Here is the situation:

Host server (HOST-1) has 4 physical adapters, adapters 0,1,2,3 –

Adapter 0 is reserved for communicating with the host and has a static IP assigned (192.168.1.11).

Adapters 1-3 are bridged to Hyper-V, and can be configured in hyper-v with static IP addresses for VM-1 (192.168.1.101), VM-2(192.168.1.102), and VM-3 (192.168.1.103).

However, still show up as network adapters for the host computer. Should these (on HOST-1) be configured with the same static IP as the VMs they refer to? This seems to cause confusion for my DNS server, who wants to talk to HOST-1 on the same IP addresses (.11,.101,.102,and .103).

I then assigned dynamic addresses to the adapters on HOST-1, which worked 2 out of three times, except that now I have DHCP entries for HOST-1 on three IPs where it should not exist.

Is there a clean way to tell HOST-1 to ignore the three adapters that are bridged to the VMs? I tried unbinding them on HOST-1, but that caused the bridging to stop working.
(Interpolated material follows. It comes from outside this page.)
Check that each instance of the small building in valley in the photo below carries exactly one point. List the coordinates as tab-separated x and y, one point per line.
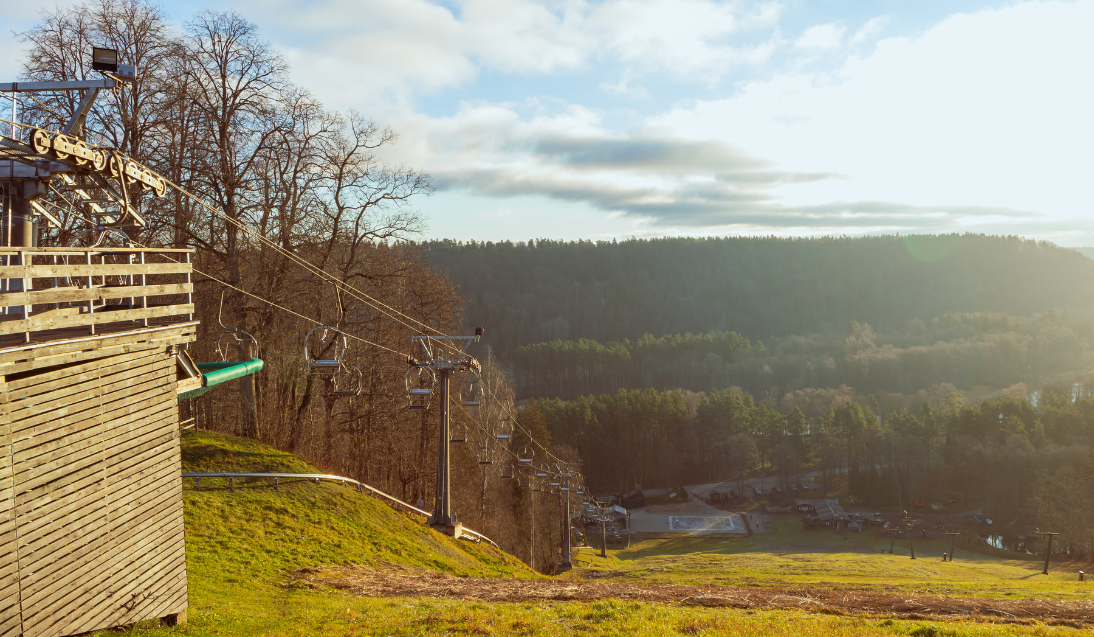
822	513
One of my concerns is that I have another 7-10 host machines to set up, and if each has roughly the same adapter setup, it would create ~30 "ghost" DHCP and related DNS entries, and I'm trying to demonstrate the ease of using VMs, not the complexity :).

Am I just missing something simple here? I'm running Server 2008 R2 on a 2008 R2 domain, so there are no backward compatibility considerations

Best Answer

If you've created an external virtual switch bound to those NICs then you shouldn't have TCP/IP bound to those NICs unless you check the box "allow management operating system to share this network adapter", which it sounds like you didn't do and don't want if you have a dedicated NIC for the Host communication. It sounds like you enabled TCP/IP on those NICs, which you should disable. Those NICs should not have an ip address for the Host, the only thing that should be bound to those NICs is the "Hyper-V Extensible Virtual Switch" component.

Please post a screenshot of the virtual switch configuration for one of those virtual switches and post screenshots of the NIC properties for the accompanying NIC.